Выбрать главу

Владик рос тихим, послушным мальчиком. Много читал. Сам писал стихи. Мама видела, что стихи слабоваты, но сына разочаровывать не хотела. И когда Владик спрашивал ее мнение, говорила, что стихи неплохие, но надо больше работать, шлифовать свой талант.

К чести Владика, — он работал. И, по большому счету, стихи становились лучше. Во всяком случае некоторые из них…

После школы Владик поступил в педагогический. На факультет русского и литературы. Заканчивал четвертый курс, когда это случилось…

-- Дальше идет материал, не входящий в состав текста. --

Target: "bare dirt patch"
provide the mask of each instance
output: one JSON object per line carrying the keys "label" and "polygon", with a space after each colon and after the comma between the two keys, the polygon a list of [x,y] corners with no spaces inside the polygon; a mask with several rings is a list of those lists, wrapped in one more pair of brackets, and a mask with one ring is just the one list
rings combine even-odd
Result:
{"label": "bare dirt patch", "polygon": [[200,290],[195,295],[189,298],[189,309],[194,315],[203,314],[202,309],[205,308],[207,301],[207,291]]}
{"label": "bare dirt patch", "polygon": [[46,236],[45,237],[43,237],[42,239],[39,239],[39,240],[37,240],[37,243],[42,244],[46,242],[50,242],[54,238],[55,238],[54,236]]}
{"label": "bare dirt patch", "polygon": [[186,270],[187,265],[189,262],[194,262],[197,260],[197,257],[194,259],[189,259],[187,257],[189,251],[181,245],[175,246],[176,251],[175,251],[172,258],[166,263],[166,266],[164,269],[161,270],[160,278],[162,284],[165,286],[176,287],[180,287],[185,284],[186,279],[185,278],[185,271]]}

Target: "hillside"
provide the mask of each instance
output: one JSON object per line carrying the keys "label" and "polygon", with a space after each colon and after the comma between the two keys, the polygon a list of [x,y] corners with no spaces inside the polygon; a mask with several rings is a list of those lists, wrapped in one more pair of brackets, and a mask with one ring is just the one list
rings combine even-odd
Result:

— Нина Власовна, а стихи Владика сохранились?

— Вы знаете, Дима, я ведь в его стол не заглядывала. Тяжело, не могу…

— А мне разрешите посмотреть? Я понимаю, просьба наглая, ведь даже вы…

— Вы не стесняйтесь, Дима. И не бойтесь меня обидеть. Знаете, вы мне почему-то Владика напоминаете, хотя внешне совсем не похожи. И, я думаю, дело, которым вы занимаетесь, не злое. Если вам стихи как-то помогут…

— Не знаю. Может быть, и помогут.

Совина ждало поразительное открытие. В одном из ящиков стола лежала толстая папка отпечатанных на машинке стихов — целое собрание сочинений. Под каждым из стихотворений стояла дата написания. И подпись. А вверху каждого листа — имя автора: Владислав Семенов.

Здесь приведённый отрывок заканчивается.